抄録
絹フィブロインの合成アミノ酸モデルであるpoly (Gly-L-Ala)およびcopoly (L-Ala-Gly, L-Ser-Gly) (2:1)の構造を究明するため, X線回折,赤外吸収スペクトルおよび円二色性の測定結果を通して,ポリペプチド主鎖にセリシン残基が導入されることによる構造の変化を検討した。X線回折および円二色性による分子形態測定の結果には,試料間の構造上の差異が見られない。赤外吸収スペクトル測定によると, copoly (L-Ala-Gly, L-Ser-Gly) (2:1)はpoly (Gly-L-Ala)より明瞭な逆平行β構造をとっていることが明らかとなった。実験結果をもとにセリシン残基がポリペプチド鎖に導入されることによる構造上の効果を検討し次の結論を得た。
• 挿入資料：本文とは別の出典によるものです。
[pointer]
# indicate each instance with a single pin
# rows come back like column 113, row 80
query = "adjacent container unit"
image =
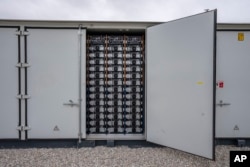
column 121, row 81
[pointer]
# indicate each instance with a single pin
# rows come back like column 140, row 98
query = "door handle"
column 71, row 104
column 221, row 104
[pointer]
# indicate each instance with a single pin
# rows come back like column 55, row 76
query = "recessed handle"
column 71, row 103
column 221, row 104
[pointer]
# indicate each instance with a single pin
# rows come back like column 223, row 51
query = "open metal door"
column 181, row 84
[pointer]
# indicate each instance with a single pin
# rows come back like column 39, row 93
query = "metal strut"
column 80, row 84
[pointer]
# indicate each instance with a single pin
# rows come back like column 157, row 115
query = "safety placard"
column 240, row 36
copoly (L-Ala-Gly, L-Ser-Gly) (2:1)のポリペプチド主鎖はセリン残基のCaの位置を中心にしておりたたまれ,分子鎖はcross βあるいは逆平行β構造に結晶化する。これに対し, poly (Gly-L-Ala)の分子鎖は部分的に逆平行β構造をとるものと推論した。